Your advice to speakers designers


What would it be?
I'd say - instead of building great furniture that also happens to sound good give us great sounding speakers that also happen to be acceptable furniture.
inna
Ha, the first thing that came to my mind was almost the opposite of the
OP’s view. My first impulse is to say build better looking speakers!!!!!

Aesthetics are important to me, speakers are a form of furniture - I will be placing them in a room whose aesthetics I care about and I’ll be staring at the speakers for long periods of time listening.

I know quite a number of audiophiles don’t care so much about aesthetics and frankly, their listening rooms show it; like I’m looking at a frat-guy’s place with every bit of equipment and wire spilled all over in view and little care for the looks of the room. (Though there are also some absolutely beautiful set ups in the virtual systems pictures as well).

Overall I think the aesthetics of speaker design has upped it’s game over the years. That said, some of the design aesthetics are still what an engineer with no design experience would think of as "cool."

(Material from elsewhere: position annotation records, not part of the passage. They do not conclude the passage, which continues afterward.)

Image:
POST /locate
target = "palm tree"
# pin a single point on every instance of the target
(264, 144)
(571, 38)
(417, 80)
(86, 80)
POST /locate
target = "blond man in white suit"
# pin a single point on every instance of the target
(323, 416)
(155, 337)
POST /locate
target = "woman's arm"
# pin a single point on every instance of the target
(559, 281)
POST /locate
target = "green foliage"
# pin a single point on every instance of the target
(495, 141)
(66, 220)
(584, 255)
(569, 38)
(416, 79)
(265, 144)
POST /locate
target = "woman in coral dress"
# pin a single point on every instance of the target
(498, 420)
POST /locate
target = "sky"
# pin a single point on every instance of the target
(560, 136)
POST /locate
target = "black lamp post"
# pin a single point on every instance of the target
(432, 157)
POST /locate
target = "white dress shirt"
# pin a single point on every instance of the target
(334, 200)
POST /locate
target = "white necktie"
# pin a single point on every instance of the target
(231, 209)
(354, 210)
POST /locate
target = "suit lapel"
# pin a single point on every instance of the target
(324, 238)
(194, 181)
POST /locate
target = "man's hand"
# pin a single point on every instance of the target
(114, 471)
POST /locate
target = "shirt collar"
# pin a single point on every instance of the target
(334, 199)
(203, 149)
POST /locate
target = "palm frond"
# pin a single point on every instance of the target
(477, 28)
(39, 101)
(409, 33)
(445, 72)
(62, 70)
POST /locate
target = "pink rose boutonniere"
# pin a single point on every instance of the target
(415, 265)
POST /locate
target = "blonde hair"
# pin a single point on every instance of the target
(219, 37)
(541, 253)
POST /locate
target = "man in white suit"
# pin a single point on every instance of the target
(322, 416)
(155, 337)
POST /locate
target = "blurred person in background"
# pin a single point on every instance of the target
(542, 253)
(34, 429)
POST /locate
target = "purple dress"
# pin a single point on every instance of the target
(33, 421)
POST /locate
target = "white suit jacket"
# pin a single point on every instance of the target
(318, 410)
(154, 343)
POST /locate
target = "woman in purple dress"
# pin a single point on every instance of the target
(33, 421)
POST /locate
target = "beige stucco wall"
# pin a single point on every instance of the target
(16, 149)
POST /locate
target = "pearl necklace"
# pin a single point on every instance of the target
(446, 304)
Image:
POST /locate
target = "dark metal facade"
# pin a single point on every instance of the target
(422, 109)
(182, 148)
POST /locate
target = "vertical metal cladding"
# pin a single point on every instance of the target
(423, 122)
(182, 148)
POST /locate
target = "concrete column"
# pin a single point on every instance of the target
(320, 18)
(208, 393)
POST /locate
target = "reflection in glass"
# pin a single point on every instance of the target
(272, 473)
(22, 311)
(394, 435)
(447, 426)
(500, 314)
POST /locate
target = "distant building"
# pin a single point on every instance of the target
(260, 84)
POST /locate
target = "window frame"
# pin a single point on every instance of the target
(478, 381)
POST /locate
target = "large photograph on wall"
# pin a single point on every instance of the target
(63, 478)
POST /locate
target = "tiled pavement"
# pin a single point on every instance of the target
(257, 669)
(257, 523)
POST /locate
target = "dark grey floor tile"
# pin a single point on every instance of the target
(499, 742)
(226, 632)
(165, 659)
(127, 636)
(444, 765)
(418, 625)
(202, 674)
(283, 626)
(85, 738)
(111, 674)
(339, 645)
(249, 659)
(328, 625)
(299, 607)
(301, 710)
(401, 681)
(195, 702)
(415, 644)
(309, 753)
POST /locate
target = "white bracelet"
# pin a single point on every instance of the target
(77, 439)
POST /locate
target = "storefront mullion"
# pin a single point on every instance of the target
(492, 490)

This being an audiophile site it goes without saying that we want great sound. So obviously I’m not inclined to say "give me worse sound." But few things to me are more wonderful than a gorgeous lookingspeaker that sounds beautiful.



My 2 cents:

Keep the impedance and phase angles reasonable. The last thing you want to do is make **any** amplifier work hard, as to do so makes more distortion and it will most likely be audible as harshness and loss of detail.

As an example, many speaker designers put dual woofers in parallel, creating a 4 ohm load in the bass. The problem is that most of the energy in music is in the woofers, so most of the distortion the amp is going to make is going to be the result of how hard it has to work to drive the woofers.

A simple way to make any speaker with any amp sound more transparent and smoother is to simply raise the impedance. You can see the implications of this in the specs of any amplifier, tube, solid state or class D.

A second beef is that many speaker companies equate sensitivity and efficiency as the same thing when they are a bit different. It would be better if both specs were stated.
Douglas, your post is senseless and offending. Be quiet now, please.
Ralph, right, let the amps bring out the best in speakers.
I thought that Doug's post had the ring of truth; much like the ring that cracked the Liberty Bell must have sounded.

Dave
Designers are already building what the market wants. Small,easy to house,sell,ship,make profits off Chinese manufactured bookshelf or tower designs all near identical to one another. Sure a few options exist outside of this but the majority are like I mentioned more similar in design to toasters than art. Audiophiles are so used to this appearance and similarity of design that anything to far outside of the norm will not get much market traction. Its just the way humanity rolls we crave the familiar change is scary. Most all buyers want 2-2.5 way designs mostly with dome and 6 inch woofer or woofers in wood veneer cabinets some may go AMT or ribbon tweeters.